For Thiesing it was originally a toss-up between studying chemistry or engineering, so he decided to do both by way of majoring in chemical engineering. He feels fortunate to be so close to joining the engineer community.
"Ever since pinning on our first castles in November we have been made to feel like we are a part of a family," Thiesing said. "Almost without exception, engineer officers are proud of what they do and they are enthusiastic about doing it. More so than anything else, (this dinner) affirmed those feelings of enthusiasm and family and made me even more excited to join their ranks in the Engineer Regiment."
With just several weeks left until they become commissioned engineer officers, Anthony expressed confidence the entire Class of 2011 is well-prepared to face the challenges ahead.
"I know I speak for all 138 new engineers when I say we are so excited to graduate and begin our careers," Anthony said. "The Engineer Branch provides many diversified opportunities, from Sapper and route clearance to construction and topography. Many of us have a solid engineering background and can't wait to put it to practical use."

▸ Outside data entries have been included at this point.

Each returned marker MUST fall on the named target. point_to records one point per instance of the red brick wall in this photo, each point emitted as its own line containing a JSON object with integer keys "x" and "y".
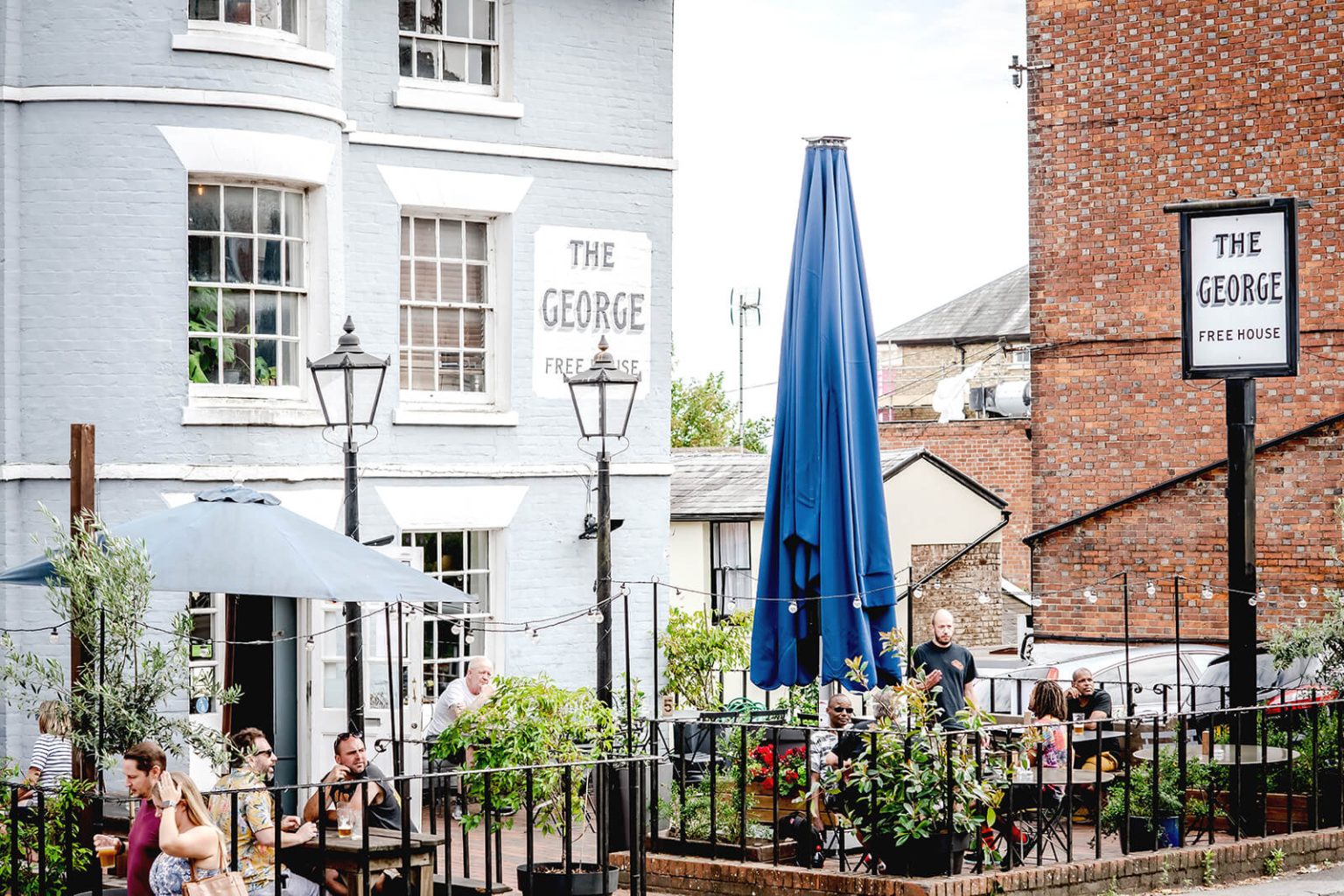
{"x": 993, "y": 452}
{"x": 1183, "y": 531}
{"x": 1148, "y": 105}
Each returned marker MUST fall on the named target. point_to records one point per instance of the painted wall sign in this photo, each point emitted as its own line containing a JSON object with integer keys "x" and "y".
{"x": 589, "y": 284}
{"x": 1239, "y": 291}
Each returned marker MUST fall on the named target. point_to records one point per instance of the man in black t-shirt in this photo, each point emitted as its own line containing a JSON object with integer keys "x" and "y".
{"x": 949, "y": 665}
{"x": 1083, "y": 697}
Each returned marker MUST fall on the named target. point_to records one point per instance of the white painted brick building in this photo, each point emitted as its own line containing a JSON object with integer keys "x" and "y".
{"x": 195, "y": 196}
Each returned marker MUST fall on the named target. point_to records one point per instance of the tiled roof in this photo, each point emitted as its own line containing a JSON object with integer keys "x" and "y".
{"x": 988, "y": 312}
{"x": 715, "y": 484}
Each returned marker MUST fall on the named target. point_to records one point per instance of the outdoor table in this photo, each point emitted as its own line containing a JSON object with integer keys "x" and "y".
{"x": 1225, "y": 754}
{"x": 346, "y": 855}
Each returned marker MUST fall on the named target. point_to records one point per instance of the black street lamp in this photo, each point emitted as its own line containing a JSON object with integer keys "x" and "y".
{"x": 604, "y": 396}
{"x": 350, "y": 382}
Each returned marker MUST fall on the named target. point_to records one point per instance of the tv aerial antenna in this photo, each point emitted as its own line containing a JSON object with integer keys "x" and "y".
{"x": 741, "y": 305}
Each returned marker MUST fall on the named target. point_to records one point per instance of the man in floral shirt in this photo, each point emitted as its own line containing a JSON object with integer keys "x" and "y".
{"x": 253, "y": 763}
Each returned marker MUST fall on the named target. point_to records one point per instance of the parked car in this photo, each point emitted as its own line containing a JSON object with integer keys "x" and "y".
{"x": 1280, "y": 690}
{"x": 1152, "y": 675}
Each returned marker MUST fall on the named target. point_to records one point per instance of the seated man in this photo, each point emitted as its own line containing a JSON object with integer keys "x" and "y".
{"x": 252, "y": 765}
{"x": 366, "y": 785}
{"x": 1085, "y": 699}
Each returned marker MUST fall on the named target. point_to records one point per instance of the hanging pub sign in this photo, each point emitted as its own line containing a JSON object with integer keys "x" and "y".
{"x": 589, "y": 284}
{"x": 1238, "y": 265}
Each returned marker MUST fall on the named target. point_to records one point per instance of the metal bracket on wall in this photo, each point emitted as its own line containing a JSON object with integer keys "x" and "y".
{"x": 1019, "y": 67}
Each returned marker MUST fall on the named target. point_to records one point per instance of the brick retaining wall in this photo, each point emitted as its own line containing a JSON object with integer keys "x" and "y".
{"x": 1138, "y": 873}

Thiesing described the feeling as anxious and ready to start doing the job they've trained for over the past four years.
"I think if you talk to any firstie you will find that they have some concerns about stepping into the extremely important jobs the Army has waiting for us after graduation, but at the same time we are all confident and ready for the challenge," he said. "After four trying years at West Point, everyone is anxious to get out there and put our knowledge and skills to work."